Monday, January 26, 2015

Listening

One of my daughters has a huge crush on a boy we know from church. Huge. Talks about him constantly and, to be fair, they do seem to be good friends who enjoy each other's company. She has their lives planned out and is just waiting to be old enough to get married. It's adorable and while we don't encourage it too much, she does say some pretty profound things about why she likes him and wants to spend time with him. 

Problem is, she talks about him all the time. All. The. Time. Understandably, we get tired of it and want to hear her talk about something else from time to time. The other day we were in the car and the talk about the boy started. In my frustration I told her I needed a break from hearing about the boy. That I wanted her to talk about anything else and to stop telling me about him. 

She complied and remained silent. 

Immediately I regretted what I told her. Yes, it's more than likely a little crush. Yes, it will probably fade away and make room for someone else before long.

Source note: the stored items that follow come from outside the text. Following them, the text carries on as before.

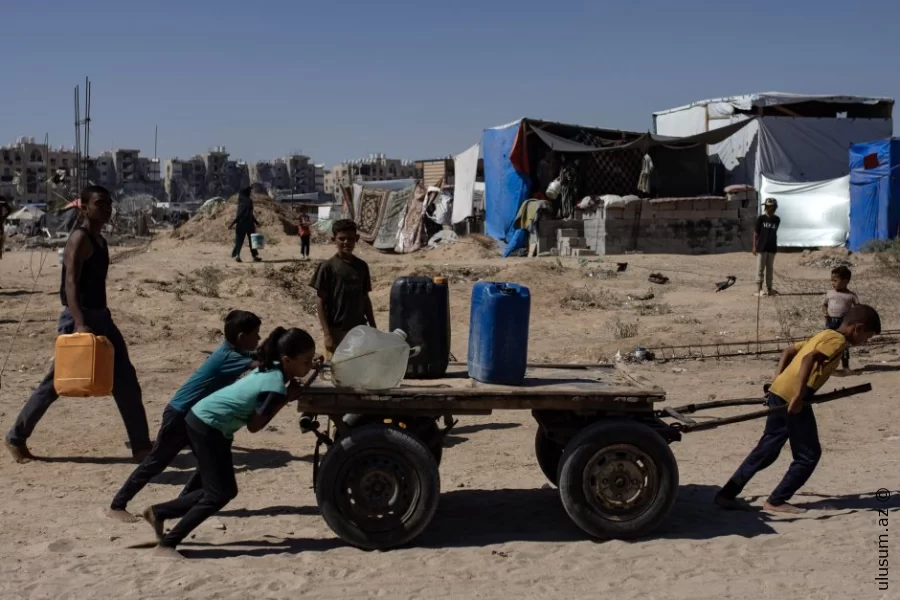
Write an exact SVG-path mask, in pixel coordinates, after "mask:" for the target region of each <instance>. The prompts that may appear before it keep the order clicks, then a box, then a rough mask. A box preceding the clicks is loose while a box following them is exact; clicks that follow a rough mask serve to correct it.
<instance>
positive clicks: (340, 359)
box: [331, 325, 420, 391]
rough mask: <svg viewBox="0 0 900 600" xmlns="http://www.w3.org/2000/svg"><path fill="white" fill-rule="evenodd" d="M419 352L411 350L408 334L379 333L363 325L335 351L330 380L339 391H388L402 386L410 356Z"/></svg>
mask: <svg viewBox="0 0 900 600" xmlns="http://www.w3.org/2000/svg"><path fill="white" fill-rule="evenodd" d="M419 350H420V348H418V347H416V348H410V347H409V344H407V343H406V332H404V331H403V330H401V329H397V330H395V331H393V332H387V331H379V330H378V329H375V328H373V327H367V326H365V325H360V326H358V327H354V328H353V329H351V330H350V331H349V332H347V335H346V337H344V339H343V340H342V341H341V343H340V344H338V347H337V348H335V349H334V356H332V358H331V376H332V380H333V381H334V384H335V385H336V386H338V387H348V388H354V389H362V390H373V391H376V390H389V389H391V388H395V387H397V386H398V385H400V382H401V381H403V377H404V376H405V375H406V364H407V362H408V361H409V357H410V356H415V355H416V354H418V353H419Z"/></svg>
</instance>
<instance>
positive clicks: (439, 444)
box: [335, 414, 444, 466]
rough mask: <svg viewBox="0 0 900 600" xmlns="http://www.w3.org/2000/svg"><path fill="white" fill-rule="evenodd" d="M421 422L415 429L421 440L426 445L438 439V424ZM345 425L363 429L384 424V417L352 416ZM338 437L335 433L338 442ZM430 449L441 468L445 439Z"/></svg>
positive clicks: (431, 419)
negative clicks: (360, 427)
mask: <svg viewBox="0 0 900 600" xmlns="http://www.w3.org/2000/svg"><path fill="white" fill-rule="evenodd" d="M400 420H403V419H400ZM410 420H412V419H410ZM420 421H421V424H419V423H417V424H415V425H414V427H413V433H414V434H415V435H417V436H418V437H419V440H420V441H422V442H423V443H424V442H428V441H429V440H433V439H436V438H437V435H438V433H440V431H439V429H438V425H437V423H435V422H434V420H433V419H427V420H425V419H420ZM344 423H346V424H347V426H348V427H349V428H350V429H359V428H360V427H363V426H365V425H374V424H381V423H384V417H379V416H375V415H357V414H350V415H345V416H344ZM338 437H339V434H337V433H335V441H337V438H338ZM426 445H427V444H426ZM428 448H429V449H430V450H431V454H432V455H433V456H434V460H435V462H436V463H437V464H438V466H440V465H441V458H442V457H443V454H444V440H443V438H441V439H440V440H438V441H437V442H435V443H433V444H432V445H430V446H428Z"/></svg>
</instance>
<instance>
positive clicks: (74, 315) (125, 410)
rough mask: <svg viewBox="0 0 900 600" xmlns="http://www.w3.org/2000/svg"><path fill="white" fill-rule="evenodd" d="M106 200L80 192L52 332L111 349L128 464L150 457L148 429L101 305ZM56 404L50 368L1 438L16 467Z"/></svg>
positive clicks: (130, 368) (115, 384)
mask: <svg viewBox="0 0 900 600" xmlns="http://www.w3.org/2000/svg"><path fill="white" fill-rule="evenodd" d="M112 206H113V202H112V196H110V193H109V191H108V190H107V189H106V188H103V187H100V186H97V185H90V186H88V187H86V188H84V191H82V192H81V214H82V217H83V220H82V223H81V225H80V226H79V227H78V228H77V229H75V230H74V231H72V234H71V235H70V236H69V239H68V241H67V243H66V249H65V254H64V256H63V267H62V281H61V283H60V289H59V299H60V302H61V303H62V306H63V310H62V313H61V314H60V315H59V325H58V328H57V330H58V332H59V334H60V335H62V334H71V333H76V332H77V333H94V334H95V335H100V336H104V337H106V338H107V339H108V340H109V341H110V343H111V344H112V345H113V349H114V351H115V352H114V356H115V360H114V364H113V371H114V373H113V392H112V394H113V398H114V399H115V401H116V407H117V408H118V409H119V414H120V415H121V416H122V421H124V422H125V430H126V432H127V433H128V441H129V442H130V444H131V452H132V454H133V456H134V459H135V460H136V461H137V462H140V461H141V460H143V459H144V457H145V456H146V455H147V454H148V453H149V452H150V447H151V446H152V444H151V443H150V430H149V427H148V425H147V413H146V412H145V411H144V403H143V400H142V396H141V386H140V384H139V383H138V379H137V373H136V372H135V370H134V366H133V365H132V364H131V360H130V359H129V358H128V346H127V345H126V344H125V339H124V338H123V337H122V334H121V332H120V331H119V328H118V327H116V324H115V323H114V322H113V319H112V316H111V315H110V312H109V307H108V305H107V303H106V275H107V272H108V271H109V248H108V247H107V245H106V240H105V239H103V235H102V233H103V227H104V226H105V225H106V224H107V223H109V219H110V217H112ZM58 399H59V395H58V394H57V393H56V390H55V388H54V386H53V366H52V365H51V367H50V371H49V372H48V373H47V375H45V376H44V379H43V381H41V383H40V385H39V386H38V387H37V389H35V390H34V393H32V394H31V397H30V398H29V399H28V402H26V403H25V406H23V407H22V410H21V412H19V416H18V417H17V418H16V422H15V424H14V425H13V427H12V429H10V431H9V433H8V434H7V435H6V448H7V450H9V452H10V453H11V454H12V456H13V459H14V460H15V461H16V462H19V463H22V462H28V461H30V460H33V459H34V456H32V454H31V452H30V451H29V450H28V446H27V442H28V438H30V437H31V434H32V433H33V432H34V428H35V427H37V424H38V423H39V422H40V420H41V418H42V417H43V416H44V414H45V413H46V412H47V409H48V408H50V405H51V404H53V403H54V402H56V401H57V400H58Z"/></svg>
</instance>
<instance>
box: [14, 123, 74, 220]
mask: <svg viewBox="0 0 900 600" xmlns="http://www.w3.org/2000/svg"><path fill="white" fill-rule="evenodd" d="M77 166H78V165H77V157H76V154H75V152H74V151H72V150H68V149H65V148H53V147H50V148H47V146H45V145H44V144H38V143H36V142H35V139H34V138H32V137H20V138H18V139H17V140H16V142H15V143H14V144H10V145H8V146H0V196H4V197H6V198H12V200H13V202H14V203H16V204H19V205H22V204H41V203H44V202H47V181H48V179H50V178H54V177H56V176H57V173H58V172H60V173H63V176H64V178H65V177H71V176H73V175H74V174H75V172H76V168H77ZM52 200H53V196H52V194H51V201H52Z"/></svg>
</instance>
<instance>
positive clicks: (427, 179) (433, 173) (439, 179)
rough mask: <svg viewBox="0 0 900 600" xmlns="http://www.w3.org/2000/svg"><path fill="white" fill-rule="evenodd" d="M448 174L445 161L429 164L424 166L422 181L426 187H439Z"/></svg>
mask: <svg viewBox="0 0 900 600" xmlns="http://www.w3.org/2000/svg"><path fill="white" fill-rule="evenodd" d="M445 173H446V170H445V165H444V161H439V162H427V163H425V164H424V165H423V169H422V180H423V183H424V184H425V185H426V186H430V185H437V184H438V182H439V181H440V180H441V178H443V177H444V175H445Z"/></svg>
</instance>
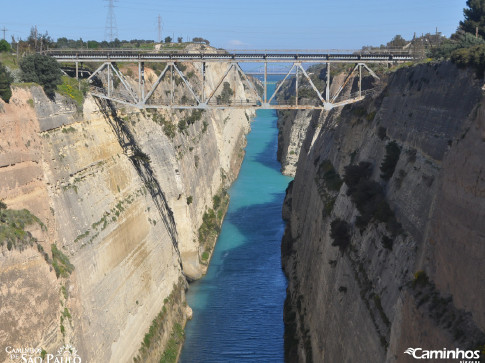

Yes, it is tiring to hear her talk more about this boy than most any topic. 

But there will come a time when I am desperate for all three of my kids to tell me about their crush. When I beg to hear them tell me the name of the person who has caught their eye. When I want to know why they are attracted to them and how they want to spend time with them. When they hesitate to tell me anything about who they like and why. Why was I setting a precedence today that I didn't want to hear something that was so exciting and meaningful for them. What else was I going to do as we drove? And worse, was I teaching them to remain quiet about this stuff because it may bother mommy?

I apologized to my sweet girl and told her I was so happy for her that this boy meant so much to her. I told her that I would love to hear more about him and asked if she could tell me what she was saying again. Her face lit up in the rear view mirror and I knew it was worth hearing about him again. 

I hope I remember this lesson in the years to come. Most of all, I hope they remember the time mommy apologized and reaffirmed how much she wanted to hear about something important to them. It's important now, and will be more important then.